Pesquisando

terça-feira, 5 de setembro de 2017

[bibliotequices] as gentes que vão na biblioteca

Vejo uns rolê bem bacana na Biblioteconomia sobre tecnologias inovadoras, coisas awesome conceituais e vislumbres de um futuro próximo de pura magia informativa, mas sabe?
  • Ainda tem gente que vai a biblioteca pra ler jornal procurando emprego sem saber ler uma palavra do que tá escrito.
  • Ainda tem gente que vai a biblioteca pra não ficar na rua pensando em como vai conseguir a próxima dose pra amansar o vício.
  • Ainda tem gente que vai a biblioteca com a esperança que prestem atenção nela e vejam que precisam de ajuda com um digitar de currículo, usar uma rede social, ver a foto da família que tá lá longe, escrever o próprio nome.
  • Ainda tem gente que vai a biblioteca pra escapar da infelicidade do mundo frio, violento e cruel.
  • Ainda tem gente que vai a biblioteca pra tentar ser cidadão, nem que seja o mínimo.


É neles quem tou pensando quando tou estudando.
Pros dados, pras datas, pros bytes e rebites deixo pra galera antenada. Cês tem um futuro brilhante.

Pra essa gente que citei ali em cima, nem tanto.
É uma grande parcela da população que nem vai chegar no terceirão, que passou dificuldades por todas as fases da vida, de aprendizado teve as ruas, a Educação precária, a negligência, o pouco da família desestruturada. É gente que sequer tem ideia do que é uma faculdade, de que podem ter chances de entrar em um curso superior, de que o Ensino de Qualidade é pra todos, tá lá na Constituição.

É neles quem penso todos os dias quando formulo alguma coisa.

E eu gosto das novidades tecnológicas, das ousadias biblioteconomistas, das iniciativas pra frentex de mentes brilhantes da nossa área. Mas a gente tá num local privilegiado, sacas?
Eu ouvia amiguinho de turma dizendo que só ia pra escola pra comer, porque em casa não tinha nada. 10 anos depois ouvi a mesma colocação em meu estágio supervisionado na Letras. No estágio em bibliotecas escolares ouvi a mesma coisa.
20 anos de intervalo entre a descoberta de que alguém muito próximo não tinha os mesmos privilégios que eu. Ainda me apavoro quando ouço essa de "vim pra escola pra comer", porque querendo ou não, ouço o mesmo nas filas do RU. 20 fucking anos e nada mudou. Não nesse requisito.

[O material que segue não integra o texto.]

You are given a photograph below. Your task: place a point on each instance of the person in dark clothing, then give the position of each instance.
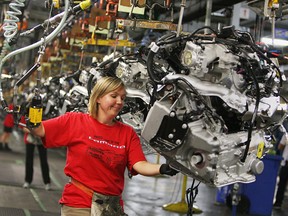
(8, 125)
(283, 174)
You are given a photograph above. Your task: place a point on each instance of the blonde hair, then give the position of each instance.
(102, 87)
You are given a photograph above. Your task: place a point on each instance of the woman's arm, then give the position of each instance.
(38, 131)
(147, 169)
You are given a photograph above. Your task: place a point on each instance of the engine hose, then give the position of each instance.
(10, 26)
(43, 41)
(150, 67)
(5, 49)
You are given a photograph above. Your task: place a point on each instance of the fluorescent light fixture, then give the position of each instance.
(276, 42)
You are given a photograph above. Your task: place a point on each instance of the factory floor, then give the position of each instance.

Aí ouço bambambam dando nos dedo de quem quer seguir pro social, pro humanitário, pro "assistencialismo". Porque elitismo higiênico nesse curso já não basta, tem que rasurar quem a gente serve. Pra quê que a gente serve, afinal? 

É isso que me deixa acordade às vezes quando vem a ideia pra um projeto que provavelmente estará escrito dentro da minha caixa craniana, mas não vou conseguir botar no papel. 

Improviso. Tudo no improviso.

Ainda tem gente que vai a biblioteca, porque momentos antes tava pensando se não seria melhor que não estivesse nem vivo, respirando o mesmo ar que a gente. Tem muita gente assim, acreditem. E a gente que tá atrás do balcão, entre as estantes, coberto e seguro por uma tela de computador, não vê. É neles que tenho vontade de sentar e conversar por horas sem dar a mínima para políticas, procedimentos, gestões ou planejamentos. Eles estão vivos ali por algum motivo, eu realmente espero do fundo do meu coração que a biblioteca, a presença dessa quimera que não conseguimos decifrar, seja uma razão boa para eles ficarem, permanecerem, serem.

Porque não vai ser a primeira e última vez que vou ter que lidar com leitores assim. Não vai ser a primeira nem a última biblioteca sem o mínimo de organização para existir. Não vai ser a primeira nem última vez que não haverá recursos, pouca mão-de-obra qualificada, omissão hierárquica, apatia, submissão.

Ainda tem gente que vai a biblioteca, porque é ali que se encontra como ser humano. 
Sem muita firula. 

É pra essas pessoas que tenho que pensar quando pegar meu canudo, fazer o juramento. E é estúpido, é antiquado, é ingênuo, sem graça, nada rentável, eu sei disso tudo, mas é neles quem penso quando pego um maldito manual acadêmico que só serve para eu interpretar e não quer dizer nada pro meu leitor. Muita coisa teórica a gente pode (E deve) deixar pra trás quando não traz benefício para o cidadão, o Amor não deixa pra trás não. 

Essa bagagem bacana, a empatia, a alteridade, a Ética acima de tudo, não deixa pra trás não.